1.Efficient Estimation of Word Representations in Vector Space (2013)

목차

  1. Abstract
  2. Introduction
  3. Model Architectures

    1. NNLM ( Feedforward NNLM )
    2. RNNLM ( Recurrent NNLM )
  4. New Log-Linear Models
    1. CBOW
    2. Skip-gram


Abstract

Word2Vec : (1) Skip-gram & (2) CBOW

  • able to capture the similarity of words
  • improvement in accuracy & speed


1. Introduction

Previous models : N-gram … similarity (X) & use indices (O)

Proposes “distributed representations of words”

( \(\leftrightarrow\) previous ones were “SPARSE” representation….one-hot encoded vector )


2. Model Architectures

This paper focuses on “distributed representations” of words, learned by NN

Training Complexity : \(O=E \times T \times Q\)

  • \(E\) : training epoch
  • \(T\) : number of words
  • \(Q\) : (defined further for each model architecture)

use SGD & BP


2-1. NNLM (Feedforward NNLM)

consists of 1) input, 2) projection, 3) hidden, 4) output layers

1) Input layer

  • \(N\) words are one-hot encoded ( = 1-of-V coding )

2) Projection layer

  • dimension : \(N \times D\)
  • shared projection matrix

3) Hidden layer

  • projection-hidden layer : complex computation

    ( since values in projection layer are dense )

  • compute “probability distribution” over all the words in vocabulary

4) Output layer

  • dimension : \(V\)


Time complexity : \(Q=(N\times D) + (N\times D \times H) + (H \times V)\)

  • last term \((H \times V)\) is the dominating term

    \(\rightarrow\) use Negative Sampling, Hierarchical softmax to reduce this!

    \(\rightarrow\) from \(V\) to \(\log_2V\)


figure2


2-2. RNNLM (Recurrent NNLM)

overcome limitation of NNLM ( = need to specify context length, N )

RNN :

  • input, hidden, output layer (no projection layer)
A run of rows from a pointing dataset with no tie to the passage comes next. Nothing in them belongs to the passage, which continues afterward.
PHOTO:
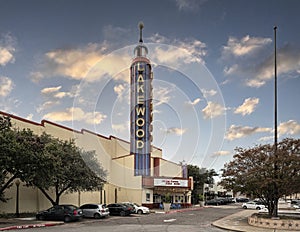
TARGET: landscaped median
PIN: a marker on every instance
(287, 221)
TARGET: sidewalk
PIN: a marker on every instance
(234, 222)
(24, 223)
(239, 222)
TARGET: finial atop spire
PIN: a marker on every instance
(141, 26)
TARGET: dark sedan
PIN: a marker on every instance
(119, 209)
(64, 213)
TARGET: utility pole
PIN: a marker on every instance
(275, 213)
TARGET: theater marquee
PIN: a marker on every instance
(170, 183)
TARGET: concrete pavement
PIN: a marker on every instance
(234, 222)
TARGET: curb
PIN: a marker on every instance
(179, 210)
(31, 226)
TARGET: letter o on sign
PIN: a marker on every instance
(140, 122)
(140, 133)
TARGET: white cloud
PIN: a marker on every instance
(212, 110)
(161, 95)
(290, 127)
(6, 86)
(176, 131)
(121, 90)
(288, 60)
(76, 114)
(244, 46)
(46, 105)
(208, 93)
(189, 5)
(50, 90)
(29, 117)
(221, 153)
(231, 70)
(7, 49)
(236, 132)
(6, 56)
(247, 107)
(88, 63)
(178, 51)
(193, 103)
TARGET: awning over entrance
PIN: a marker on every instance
(167, 184)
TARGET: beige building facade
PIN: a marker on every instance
(167, 178)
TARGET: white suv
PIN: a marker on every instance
(252, 205)
(139, 209)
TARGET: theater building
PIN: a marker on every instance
(137, 171)
(166, 177)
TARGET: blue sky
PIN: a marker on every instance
(68, 62)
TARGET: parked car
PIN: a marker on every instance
(94, 210)
(253, 205)
(130, 205)
(64, 213)
(119, 209)
(214, 202)
(241, 199)
(139, 209)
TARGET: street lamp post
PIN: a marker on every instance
(17, 182)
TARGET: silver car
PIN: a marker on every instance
(95, 210)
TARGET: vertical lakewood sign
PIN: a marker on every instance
(170, 182)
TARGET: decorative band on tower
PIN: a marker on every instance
(141, 109)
  • information from past can be represented by “hidden layer state” \(h_t\)

    ( updated by \(x_t\) and \(h_{t-1}\) )


Time complexity : \(Q=(H\times H) + (H \times V)\)

  • last term \((H \times V)\) is the dominating term

    \(\rightarrow\) use Negative Sampling, Hierarchical softmax to reduce this!

    \(\rightarrow\) from \(V\) to \(\log_2V\)


3. New Log-Linear Models

propose 2 models, (1) CBOW & (2) Skip-gram


3-1. CBOW

figure2

\(Q = (N \times D) + (D \times \log_2(V))\).


figure2

3-2. Skip-gram

figure2

\(Q = C \times (D + D \times \log_2(V))\).